2013 OnlineControlledExperimentsatLa

(Kohavi et al., 2013) ⇒ Ron Kohavi, Alex Deng, Brian Frasca, Toby Walker, Ya Xu, and Nils Pohlmann. (2013). “Online Controlled Experiments at Large Scale.” In: Proceedings of the 19th ACM SIGKDD International Conference on Knowledge Discovery and Data Mining. ISBN:978-1-4503-2174-7 doi:10.1145/2487575.2488217

Subject Headings:

Notes

Cited By

Quotes

Author Keywords

A/b testing; controlled experiments; experimental design; randomized experiments

Abstract

Web-facing companies, including Amazon, eBay, Etsy, Facebook, Google, Groupon, Intuit, LinkedIn, Microsoft, Netflix, Shop Direct, StumbleUpon, Yahoo, and Zynga use online controlled experiments to guide product development and accelerate innovation. At Microsoft's Bing, the use of controlled experiments has grown exponentially over time, with over 200 concurrent experiments now running on any given day. Running experiments at large scale requires addressing multiple challenges in three areas: cultural / organizational, engineering, and trustworthiness. On the cultural and organizational front, the larger organization needs to learn the reasons for running controlled experiments and the tradeoffs between controlled experiments and other methods of evaluating ideas. We discuss why negative experiments, which degrade the user experience short term, should be run, given the learning value and long-term benefits. On the engineering side, we architected a highly scalable system, able to handle data at massive scale: hundreds of concurrent experiments, each containing millions of users.
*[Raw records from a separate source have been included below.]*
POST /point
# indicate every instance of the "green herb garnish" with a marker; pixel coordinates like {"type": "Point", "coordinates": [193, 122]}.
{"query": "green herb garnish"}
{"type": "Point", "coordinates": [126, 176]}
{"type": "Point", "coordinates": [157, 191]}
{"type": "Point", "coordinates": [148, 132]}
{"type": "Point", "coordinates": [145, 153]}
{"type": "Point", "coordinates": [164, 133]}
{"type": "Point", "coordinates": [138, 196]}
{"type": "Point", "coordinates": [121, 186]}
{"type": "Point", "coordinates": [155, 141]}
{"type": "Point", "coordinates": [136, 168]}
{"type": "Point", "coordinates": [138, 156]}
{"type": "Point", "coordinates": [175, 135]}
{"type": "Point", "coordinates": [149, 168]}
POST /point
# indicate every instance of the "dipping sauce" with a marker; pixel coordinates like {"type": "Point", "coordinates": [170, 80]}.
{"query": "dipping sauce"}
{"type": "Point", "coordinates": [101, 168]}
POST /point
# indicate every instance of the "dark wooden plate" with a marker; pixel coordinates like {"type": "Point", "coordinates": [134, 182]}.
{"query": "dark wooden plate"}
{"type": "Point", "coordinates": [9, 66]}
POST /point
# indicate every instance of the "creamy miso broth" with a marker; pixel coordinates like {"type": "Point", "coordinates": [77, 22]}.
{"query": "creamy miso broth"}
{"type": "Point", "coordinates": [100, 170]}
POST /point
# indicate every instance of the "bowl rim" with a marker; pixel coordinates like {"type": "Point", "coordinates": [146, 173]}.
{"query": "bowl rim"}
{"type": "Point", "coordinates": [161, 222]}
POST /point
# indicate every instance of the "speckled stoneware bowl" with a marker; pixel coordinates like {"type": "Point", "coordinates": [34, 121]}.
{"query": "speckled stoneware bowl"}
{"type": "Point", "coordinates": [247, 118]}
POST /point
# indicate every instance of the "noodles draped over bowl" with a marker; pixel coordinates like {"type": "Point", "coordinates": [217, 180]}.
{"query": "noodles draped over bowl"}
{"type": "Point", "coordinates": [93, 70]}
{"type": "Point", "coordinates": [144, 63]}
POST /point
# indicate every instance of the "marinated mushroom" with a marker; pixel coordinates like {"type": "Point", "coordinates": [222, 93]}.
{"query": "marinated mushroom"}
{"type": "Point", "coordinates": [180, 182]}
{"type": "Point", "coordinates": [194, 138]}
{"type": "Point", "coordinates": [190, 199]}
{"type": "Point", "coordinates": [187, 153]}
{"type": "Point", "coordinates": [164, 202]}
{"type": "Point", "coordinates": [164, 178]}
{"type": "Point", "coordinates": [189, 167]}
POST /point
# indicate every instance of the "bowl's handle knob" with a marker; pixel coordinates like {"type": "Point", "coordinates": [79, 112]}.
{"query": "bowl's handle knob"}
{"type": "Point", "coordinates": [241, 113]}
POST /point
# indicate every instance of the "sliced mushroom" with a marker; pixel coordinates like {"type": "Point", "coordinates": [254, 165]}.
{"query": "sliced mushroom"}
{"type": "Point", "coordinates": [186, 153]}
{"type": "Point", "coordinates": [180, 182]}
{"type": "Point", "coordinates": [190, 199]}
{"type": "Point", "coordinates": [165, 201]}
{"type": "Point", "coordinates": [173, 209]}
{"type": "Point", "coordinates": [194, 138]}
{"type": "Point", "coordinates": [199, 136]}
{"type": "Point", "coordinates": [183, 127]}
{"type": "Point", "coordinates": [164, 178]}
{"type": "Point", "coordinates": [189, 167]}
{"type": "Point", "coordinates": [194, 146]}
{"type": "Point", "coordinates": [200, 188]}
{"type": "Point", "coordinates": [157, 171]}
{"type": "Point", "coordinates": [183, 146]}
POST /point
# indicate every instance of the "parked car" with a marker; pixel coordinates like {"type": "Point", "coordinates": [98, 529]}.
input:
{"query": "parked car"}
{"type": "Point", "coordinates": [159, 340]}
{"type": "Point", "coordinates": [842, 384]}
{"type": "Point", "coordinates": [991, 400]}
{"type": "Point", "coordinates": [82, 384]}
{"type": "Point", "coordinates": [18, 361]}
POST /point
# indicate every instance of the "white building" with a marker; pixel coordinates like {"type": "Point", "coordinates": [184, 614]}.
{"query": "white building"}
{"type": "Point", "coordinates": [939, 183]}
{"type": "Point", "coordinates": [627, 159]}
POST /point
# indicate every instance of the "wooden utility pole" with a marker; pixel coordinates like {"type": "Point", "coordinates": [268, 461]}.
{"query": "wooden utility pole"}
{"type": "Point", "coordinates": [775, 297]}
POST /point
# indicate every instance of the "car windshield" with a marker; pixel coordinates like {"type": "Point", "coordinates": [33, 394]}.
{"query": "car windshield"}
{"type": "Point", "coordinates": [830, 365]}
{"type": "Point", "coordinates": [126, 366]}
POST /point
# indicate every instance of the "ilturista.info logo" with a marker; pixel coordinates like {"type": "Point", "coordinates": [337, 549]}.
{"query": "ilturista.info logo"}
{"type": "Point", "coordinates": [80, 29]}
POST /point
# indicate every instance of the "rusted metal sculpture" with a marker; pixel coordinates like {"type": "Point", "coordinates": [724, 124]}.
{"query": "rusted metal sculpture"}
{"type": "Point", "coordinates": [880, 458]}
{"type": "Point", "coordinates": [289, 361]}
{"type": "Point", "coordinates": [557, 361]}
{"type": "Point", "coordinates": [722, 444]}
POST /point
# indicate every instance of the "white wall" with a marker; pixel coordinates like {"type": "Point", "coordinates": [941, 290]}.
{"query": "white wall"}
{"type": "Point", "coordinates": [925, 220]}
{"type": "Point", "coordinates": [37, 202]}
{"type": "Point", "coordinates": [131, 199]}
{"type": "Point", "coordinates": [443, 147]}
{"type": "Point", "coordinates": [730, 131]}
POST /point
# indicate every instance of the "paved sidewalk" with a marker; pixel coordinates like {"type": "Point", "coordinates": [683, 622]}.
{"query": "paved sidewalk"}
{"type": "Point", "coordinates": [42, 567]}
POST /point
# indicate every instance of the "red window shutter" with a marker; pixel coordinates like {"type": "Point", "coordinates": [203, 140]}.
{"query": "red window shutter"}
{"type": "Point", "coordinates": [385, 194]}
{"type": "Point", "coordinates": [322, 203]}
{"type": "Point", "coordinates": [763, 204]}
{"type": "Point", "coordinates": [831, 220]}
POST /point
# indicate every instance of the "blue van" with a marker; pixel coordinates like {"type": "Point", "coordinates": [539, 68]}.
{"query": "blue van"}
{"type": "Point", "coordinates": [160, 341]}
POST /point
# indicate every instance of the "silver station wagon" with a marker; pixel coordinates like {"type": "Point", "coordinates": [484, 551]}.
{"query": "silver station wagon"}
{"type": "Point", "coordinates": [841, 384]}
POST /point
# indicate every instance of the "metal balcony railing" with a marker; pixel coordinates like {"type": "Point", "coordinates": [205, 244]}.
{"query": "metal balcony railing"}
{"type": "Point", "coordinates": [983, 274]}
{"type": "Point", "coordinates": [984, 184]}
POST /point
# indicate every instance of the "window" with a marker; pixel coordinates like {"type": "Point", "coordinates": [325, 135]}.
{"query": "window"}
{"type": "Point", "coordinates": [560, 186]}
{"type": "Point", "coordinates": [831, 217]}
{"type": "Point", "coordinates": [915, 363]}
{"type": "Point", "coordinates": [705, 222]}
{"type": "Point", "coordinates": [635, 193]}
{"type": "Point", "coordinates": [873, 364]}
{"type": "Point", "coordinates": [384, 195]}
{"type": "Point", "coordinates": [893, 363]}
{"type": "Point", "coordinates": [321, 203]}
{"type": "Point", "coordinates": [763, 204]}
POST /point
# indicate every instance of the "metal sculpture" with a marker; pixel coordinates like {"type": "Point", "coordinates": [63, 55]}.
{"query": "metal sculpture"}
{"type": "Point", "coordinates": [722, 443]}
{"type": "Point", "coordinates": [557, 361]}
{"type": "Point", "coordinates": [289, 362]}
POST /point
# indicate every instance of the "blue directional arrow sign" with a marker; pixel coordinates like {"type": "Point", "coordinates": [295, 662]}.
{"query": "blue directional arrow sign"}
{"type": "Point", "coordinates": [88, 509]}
Classical testing and debugging techniques no longer apply when there are billions of live variants of the site, so alerts are used to identify issues rather than relying on heavy up-front testing. On the trustworthiness front, we have a high occurrence of false positives that we address, and we alert experimenters to statistical interactions between experiments. The Bing Experimentation System is credited with having accelerated innovation and increased annual revenues by hundreds of millions of dollars, by allowing us to find and focus on key ideas evaluated through thousands of controlled experiments. A 1% improvement to revenue equals more than $10M annually in the US, yet many ideas impact key metrics by 1% and are not well estimated a-priori. The system has also identified many negative features that we avoided deploying, despite key stakeholders' early excitement, saving us similar large amounts.

Introduction

Many web-facing companies use online controlled experiment s to guide product development and prioritize ideas, including Amazon [1], eBay, Etsy [2], Facebook, Google [3], Groupon, Intuit [4], LinkedIn, Microsoft [5], Netflix [6], Shop Direct [7], StumbleUpon [8], Yahoo, and Zynga [9]. Controlled experiments are especially useful in combination with agile development, Steve Blank’s Customer Development process [10], and MVPs (Minimum Viable Products) popularized by Eric Ries’s Lean Startup [11]. In a “Lean Startup " approach, “businesses rely on validated learning, scientific experimentation, and iterative product releases to shorten product development cycles, measure progress, and gain valuable customer feedback” [12].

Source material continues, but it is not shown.